TERNI - La prima udienza dura una manciata di minuti.

A processo, questa volta con l’accusa di occultamento di cadavere, c’è Andriy Halan, il muratore ucraino condannato a 16 anni e otto mesi di carcere per aver ucciso per gelosia l’idraulico ternano, Sandro Bellini.

L’udienza di fronte al giudice monocratico, Francesca Scribano, alla quale è presente anche l’imputato, si apre con la richiesta dell’avvocato, Francesco Mattiangeli, di patteggiare la pena in continuazione con il reato principale, quello per cui Halan è stato condannato sempre col patteggiamento. Una richiesta che ha spinto il giudice a rinviare l’udienza alll’8 luglio per poter riferire al pm titolare dell’inchiesta, che non era presente in aula.

Un processo in salita, che già a novembre scorso era stato rinviato per un difetto di notifica all’imputato. In quella sede l’avvocato Mattiangeli, forte del consistente sconto di pena per il suo assistito che in appello era stato condannato a 30 anni di carcere, aveva annunciato l’ipotesi di “valutare  la richiesta di eventuali riti alternativi da porre in continuazione con i fatti per i quali è intervenuta la sentenza definitiva”.

Una richiesta avanzata con garbo dal legale, che ipotizza la possibilità di concordare la pena per due reati continuati e concorrenti. E che ha spinto il giudice a prendere tempo per valutare e ponderare a dovere la decisione in merito.

Anche in questo nuovo processo l’avvocato Renato Chiaranti, legale della sorella di Sandro Bellini, si è costituito parte civile: “La sorella ne fa una questione d’onore” dice Chiaranti. 

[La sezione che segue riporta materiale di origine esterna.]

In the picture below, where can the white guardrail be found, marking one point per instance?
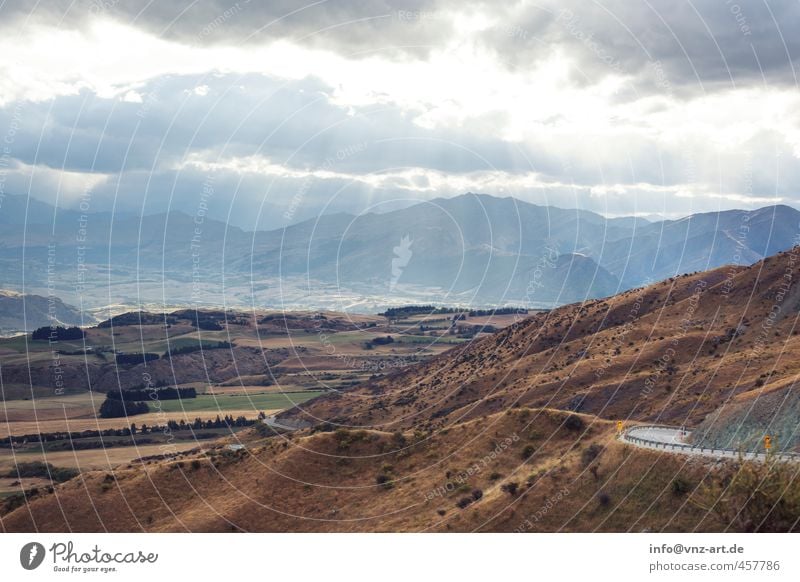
(687, 449)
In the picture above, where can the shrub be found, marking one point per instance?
(112, 408)
(574, 422)
(42, 471)
(135, 359)
(57, 333)
(464, 502)
(590, 453)
(384, 481)
(680, 487)
(511, 488)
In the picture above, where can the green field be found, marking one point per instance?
(255, 402)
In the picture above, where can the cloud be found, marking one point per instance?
(667, 107)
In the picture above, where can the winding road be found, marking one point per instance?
(673, 440)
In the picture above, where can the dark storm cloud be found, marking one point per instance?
(294, 124)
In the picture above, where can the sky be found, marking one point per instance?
(274, 112)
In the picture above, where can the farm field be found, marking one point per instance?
(94, 459)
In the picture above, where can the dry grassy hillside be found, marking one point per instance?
(672, 353)
(513, 432)
(525, 470)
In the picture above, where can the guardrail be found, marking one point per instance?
(683, 448)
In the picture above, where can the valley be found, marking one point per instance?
(504, 422)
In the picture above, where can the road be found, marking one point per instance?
(674, 440)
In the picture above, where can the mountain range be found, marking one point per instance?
(470, 249)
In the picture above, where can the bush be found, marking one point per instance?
(135, 359)
(574, 422)
(590, 453)
(41, 470)
(511, 488)
(112, 408)
(680, 487)
(464, 502)
(57, 333)
(384, 481)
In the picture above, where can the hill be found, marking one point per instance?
(471, 249)
(511, 432)
(27, 312)
(679, 352)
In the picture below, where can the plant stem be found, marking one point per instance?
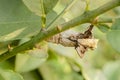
(61, 14)
(42, 35)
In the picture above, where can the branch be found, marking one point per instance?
(42, 35)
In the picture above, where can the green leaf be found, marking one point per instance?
(35, 6)
(16, 21)
(112, 70)
(58, 70)
(26, 63)
(114, 39)
(113, 35)
(32, 59)
(103, 28)
(116, 24)
(9, 75)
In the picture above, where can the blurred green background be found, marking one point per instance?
(20, 19)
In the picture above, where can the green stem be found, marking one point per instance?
(61, 14)
(43, 14)
(85, 18)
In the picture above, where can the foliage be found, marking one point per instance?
(21, 22)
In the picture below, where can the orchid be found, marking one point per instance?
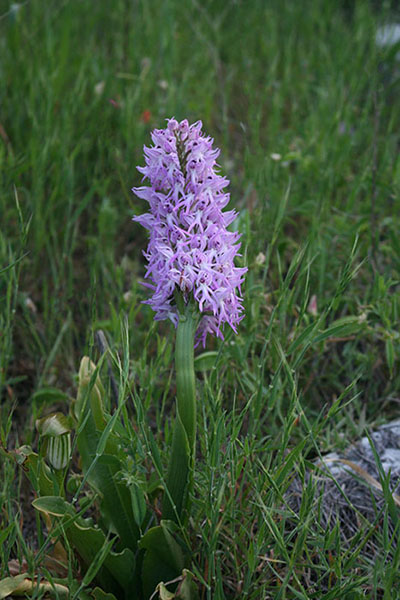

La condanna di Halan a 16 anni e otto mesi di carcere è diventata definitiva sei mesi fa, quando la Cassazione  rigettò il ricorso dei suoi legali che chiedevano la riduzione della pena e la concessione delle attenuanti generiche.

Il forte sconto di pena, per Claudia, la sorella della vittima, fu l’ennesimo colpo al cuore: “La vicenda di mio fratello è stata una cosa disumana: è scomparso, lo abbiamo cercato per giorni, è stato ammazzato e buttato nel fiume, la sua auto  bruciata. Sandro era una persona buona, non ha mai dato fastidio a nessuno e avrebbe meritato di essere difeso dalla giustizia”.

La scomparsa di Sandro, vedovo e senza figli, mite e riservato, risale al 18 maggio di sei anni fa. Qualche ora dopo gli investigatori trovarono i resti della sua auto, distrutta dal fuoco, nelle campagne tra Marmore e Greccio, ma di Sandro neppure l’ombra. Per giorni i carabinieri lo cercarono nei boschi e nei fiumi e approfondirono i dettagli della sua vita privata, senza ombre. Il 29 maggio l’arresto di Halan con l’accusa di averlo ucciso e di aver fatto sparire il corpo. Con Sandro che pagò con la vita qualche caffè consumato al bar con la ex compagna dello straniero.